Я уже говорил о своей, в общем-то, вполне нормальной внешности, которая, кроме роста (1м 84см) ничем особым не выделялась. Но очки и многолетние упражнения с книгами позволяли имитироватъ умного, начитанного, воспитанного. На самом деле это было не вполне так. Ведь все эти определения имеют многочисленные градации, но, в среднем, относительно окружающих меня коллег, можно было и так сказать – не сильно преувеличивая. 

С кем я хорошо ладил, так это с обслуживающим персоналом. С уборщицами, буфетчицами, водопроводчиками всегда был в наилучших отношениях. Бея всяких меркантильных соображений. 

В политику особо не вдавался. Начитавшись Маркса – Энгельса, решил, что они, пожалуй, правы. Коробило, правда, всё нарастающее несоответствие между теорией и нашей повседневной реальностью. Но, думалось, не в этом главное. Как-нибудь преодолеем и свой новый мир всё же построим. 

Конфликтов с коллегами и с начальством у меня не было. И директор, и его замы представлялись мне людьми вполне достойными, – поскольку меня они считали хорошим преподавателем. Всяческие проверки я проходил без проблем и серьезных замечаний. 

Иногда всё же меня начинали одолевать скверные вопросы бытового плана. Не может же так вечно продолжаться! Где мой собственный дом, где мои дети? 

Летом, в отпуск, я ехал в Москву, а потом домой, к морю. Родители еще работали. Мне они были всегда рады. Обычно время проходило в трёпе со съехавшимися отовсюду приятелями, в хождении по многочисленным родственникам. 

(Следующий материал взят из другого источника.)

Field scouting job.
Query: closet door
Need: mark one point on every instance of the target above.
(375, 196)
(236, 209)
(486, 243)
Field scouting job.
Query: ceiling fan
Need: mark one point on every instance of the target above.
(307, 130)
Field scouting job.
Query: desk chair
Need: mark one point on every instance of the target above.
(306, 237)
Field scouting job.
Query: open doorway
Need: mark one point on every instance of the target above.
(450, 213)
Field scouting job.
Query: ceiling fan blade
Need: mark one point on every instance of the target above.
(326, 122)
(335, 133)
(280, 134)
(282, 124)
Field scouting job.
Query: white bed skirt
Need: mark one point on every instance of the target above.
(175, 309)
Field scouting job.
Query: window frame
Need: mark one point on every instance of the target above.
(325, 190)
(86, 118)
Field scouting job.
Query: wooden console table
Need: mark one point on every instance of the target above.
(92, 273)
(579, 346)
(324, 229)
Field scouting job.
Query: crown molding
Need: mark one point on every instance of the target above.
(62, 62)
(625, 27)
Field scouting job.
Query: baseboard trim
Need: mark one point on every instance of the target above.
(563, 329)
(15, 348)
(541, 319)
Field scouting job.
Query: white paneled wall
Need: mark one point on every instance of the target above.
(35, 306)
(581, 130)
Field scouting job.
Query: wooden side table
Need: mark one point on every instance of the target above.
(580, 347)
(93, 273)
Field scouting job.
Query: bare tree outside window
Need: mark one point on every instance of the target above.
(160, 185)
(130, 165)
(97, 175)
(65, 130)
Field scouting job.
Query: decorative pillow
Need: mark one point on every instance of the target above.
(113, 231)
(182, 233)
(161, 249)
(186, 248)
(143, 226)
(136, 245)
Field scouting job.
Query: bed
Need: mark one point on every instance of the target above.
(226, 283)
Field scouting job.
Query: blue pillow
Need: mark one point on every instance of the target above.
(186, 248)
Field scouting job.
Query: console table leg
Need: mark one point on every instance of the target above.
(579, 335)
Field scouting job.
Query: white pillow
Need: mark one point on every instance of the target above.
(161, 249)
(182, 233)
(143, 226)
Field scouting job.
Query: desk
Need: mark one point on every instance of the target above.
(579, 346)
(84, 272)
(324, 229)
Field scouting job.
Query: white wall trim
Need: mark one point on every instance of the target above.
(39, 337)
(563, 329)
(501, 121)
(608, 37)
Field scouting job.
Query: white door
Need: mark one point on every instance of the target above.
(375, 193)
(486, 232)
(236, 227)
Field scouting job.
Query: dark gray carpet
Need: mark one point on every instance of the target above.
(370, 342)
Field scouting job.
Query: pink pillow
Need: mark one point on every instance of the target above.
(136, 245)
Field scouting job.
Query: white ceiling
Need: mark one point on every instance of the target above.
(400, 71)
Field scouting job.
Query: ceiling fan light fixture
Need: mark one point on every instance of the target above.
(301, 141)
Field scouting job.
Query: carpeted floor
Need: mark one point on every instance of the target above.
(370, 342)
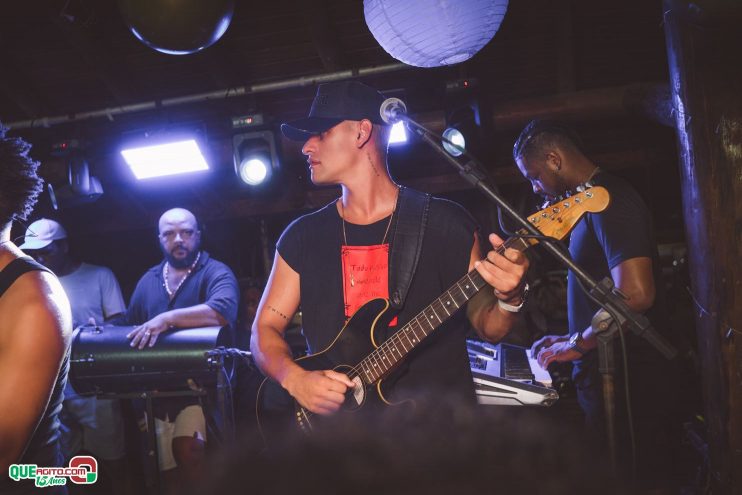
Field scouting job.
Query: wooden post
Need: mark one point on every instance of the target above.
(704, 48)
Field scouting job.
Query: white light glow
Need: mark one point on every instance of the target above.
(459, 143)
(165, 159)
(253, 171)
(398, 133)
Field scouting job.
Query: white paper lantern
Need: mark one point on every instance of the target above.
(431, 33)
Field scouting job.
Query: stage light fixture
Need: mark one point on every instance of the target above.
(165, 158)
(462, 131)
(454, 141)
(255, 156)
(82, 188)
(398, 134)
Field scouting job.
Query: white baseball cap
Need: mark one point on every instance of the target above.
(41, 233)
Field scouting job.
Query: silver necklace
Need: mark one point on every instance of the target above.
(166, 271)
(386, 232)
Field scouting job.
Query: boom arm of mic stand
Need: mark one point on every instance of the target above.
(605, 296)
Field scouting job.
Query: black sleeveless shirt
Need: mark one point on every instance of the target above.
(311, 247)
(43, 447)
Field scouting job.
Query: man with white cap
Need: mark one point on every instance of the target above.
(88, 424)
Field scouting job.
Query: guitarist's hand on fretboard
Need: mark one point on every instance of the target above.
(504, 268)
(321, 392)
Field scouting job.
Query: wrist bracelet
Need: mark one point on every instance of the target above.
(511, 308)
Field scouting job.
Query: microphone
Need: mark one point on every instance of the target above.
(392, 110)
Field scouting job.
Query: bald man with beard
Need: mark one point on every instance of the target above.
(187, 289)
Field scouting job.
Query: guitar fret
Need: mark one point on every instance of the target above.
(444, 306)
(453, 299)
(393, 348)
(407, 331)
(434, 314)
(414, 332)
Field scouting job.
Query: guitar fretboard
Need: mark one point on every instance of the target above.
(377, 365)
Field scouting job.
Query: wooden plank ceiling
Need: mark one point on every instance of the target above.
(65, 57)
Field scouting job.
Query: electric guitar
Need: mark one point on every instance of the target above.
(357, 350)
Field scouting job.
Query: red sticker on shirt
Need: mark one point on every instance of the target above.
(365, 276)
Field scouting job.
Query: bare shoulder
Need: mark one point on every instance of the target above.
(35, 305)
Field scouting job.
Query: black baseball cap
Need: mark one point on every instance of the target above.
(334, 103)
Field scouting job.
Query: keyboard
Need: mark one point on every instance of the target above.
(506, 374)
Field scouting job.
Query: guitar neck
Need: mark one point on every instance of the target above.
(378, 364)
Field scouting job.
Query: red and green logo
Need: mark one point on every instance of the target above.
(82, 470)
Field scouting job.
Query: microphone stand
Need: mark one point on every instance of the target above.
(619, 315)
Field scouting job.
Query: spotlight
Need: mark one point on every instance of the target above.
(398, 134)
(462, 132)
(255, 156)
(454, 142)
(168, 158)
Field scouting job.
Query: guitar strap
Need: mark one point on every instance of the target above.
(407, 242)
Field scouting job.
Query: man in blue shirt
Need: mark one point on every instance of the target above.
(188, 289)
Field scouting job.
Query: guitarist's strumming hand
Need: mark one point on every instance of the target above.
(504, 272)
(322, 392)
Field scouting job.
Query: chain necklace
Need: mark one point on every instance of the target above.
(166, 271)
(386, 232)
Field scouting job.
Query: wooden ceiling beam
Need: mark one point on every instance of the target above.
(503, 174)
(324, 35)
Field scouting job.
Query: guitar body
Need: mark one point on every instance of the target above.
(363, 333)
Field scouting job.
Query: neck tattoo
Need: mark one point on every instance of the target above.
(383, 239)
(595, 171)
(166, 271)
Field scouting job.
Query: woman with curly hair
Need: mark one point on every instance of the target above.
(35, 328)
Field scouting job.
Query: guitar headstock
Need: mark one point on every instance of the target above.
(560, 217)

Мне шел уже 27-ой год, и мама начинала беспокоиться о моем будущем. Я решил попытаться преодолеть лень, разбросанность, и начать готовиться к поступлению в аспирантуру. По моим способностям это было вполне реально. Приехал раньше положенного, что у нас не практиковалось, и отправился в одно из наиболее часто посещаемых мною мест – в публичную библиотеку. Заказав книги, вышел покурить. Задумавшись как обычно, не сразу заметил, что ко мне обращаются. Выплыв из весьма отдаленных сфер, увидел перед собой высокую стройную девушку с не очень красивым лицом, но с какой-то серьезностью во взгляде, хотя она вроде улыбалась. Постепенно осознал, что это моя студентка, и даже вспомнил, что она отличница. Малозначащий обмен общими фразами, и мы двинулись в читальный зал, который из-за жары частично переместился в библиотечный садик. Проходя мимо её столика, с удивлением увидел очень серьезную книгу, набитую высшей математикой. Я даже немного оторопел. 

– И что, – говорю, – всё понятно? 

– Не всё, но потихоньку разбираюсь. 

– Послушай, но тут математика, которую вам не читают! 

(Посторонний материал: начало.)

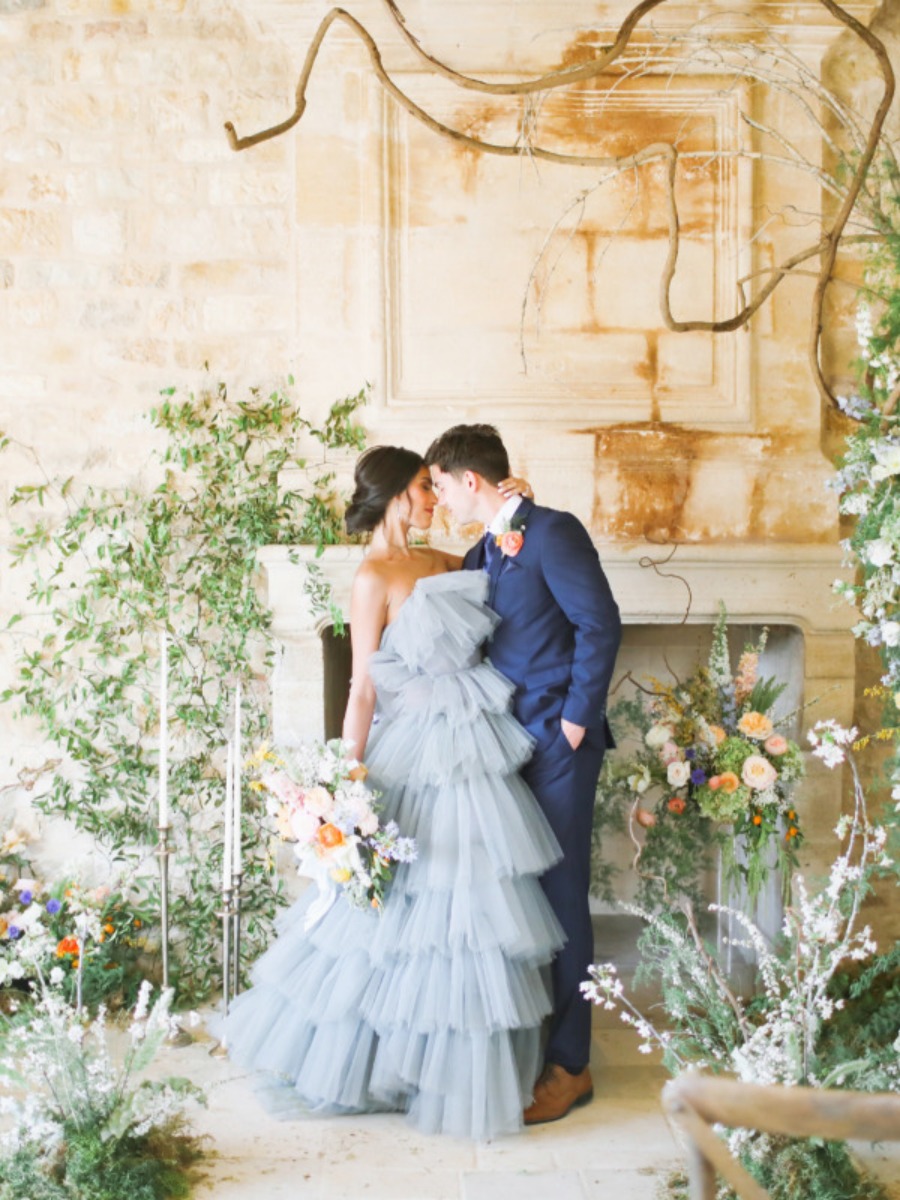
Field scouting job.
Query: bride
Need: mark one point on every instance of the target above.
(433, 1007)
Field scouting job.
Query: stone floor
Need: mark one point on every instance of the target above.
(619, 1147)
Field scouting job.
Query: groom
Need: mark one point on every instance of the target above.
(557, 643)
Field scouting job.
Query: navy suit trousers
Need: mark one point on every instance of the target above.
(564, 783)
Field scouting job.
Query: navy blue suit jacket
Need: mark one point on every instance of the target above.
(561, 628)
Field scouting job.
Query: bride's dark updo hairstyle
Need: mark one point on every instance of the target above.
(382, 474)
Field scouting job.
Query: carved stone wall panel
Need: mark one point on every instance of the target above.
(521, 285)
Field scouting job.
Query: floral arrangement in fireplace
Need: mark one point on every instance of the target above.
(711, 772)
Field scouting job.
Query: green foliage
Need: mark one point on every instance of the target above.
(87, 1128)
(111, 569)
(85, 1165)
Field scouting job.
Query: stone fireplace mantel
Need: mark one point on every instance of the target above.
(772, 583)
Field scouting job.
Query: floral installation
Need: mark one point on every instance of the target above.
(82, 1123)
(711, 771)
(789, 1032)
(90, 939)
(318, 799)
(868, 486)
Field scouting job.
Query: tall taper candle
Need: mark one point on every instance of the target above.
(227, 864)
(237, 863)
(163, 731)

– А первые три тома Смирнова я уже прочла. 

Сказано это было просто, но надо самому прочесть Смирнова, чтобы понять, что за этим стоит. Я сказал: «Валя, ты даже больше прелесть-девочка, чем я предполагал. Но неужели?.. Пляж, сверстники, интересы романтического плана! Кто в 18 лет добровольно читает такое?» 

С ответом она не замедлила. 

– Вы ведь тоже не на пляже! Кому что нравится. 

Вступать в дебаты я не стал, пожал плечами и пожелал успехов. И тут она чуть смутившись спросила: «А если непонятно, можно у вас получить консультацию?» 

– Да, но мне бы предварительно самому это прочесть. Заходи, конечно. Разберемся. Мне и самому интересно. 

– Спасибо. Так вы не испугаетесь, если я вдруг появлюсь? – И она очень мило мне улыбнулась. Подтекст я почувствовал, но ответил в том смысле, что всегда рад ее видеть. Выдавил даже из себя комплимент: «Таких милых, и в тоже время разумных, лиц у нас не много». Она покраснела. А я пошел на свое место. 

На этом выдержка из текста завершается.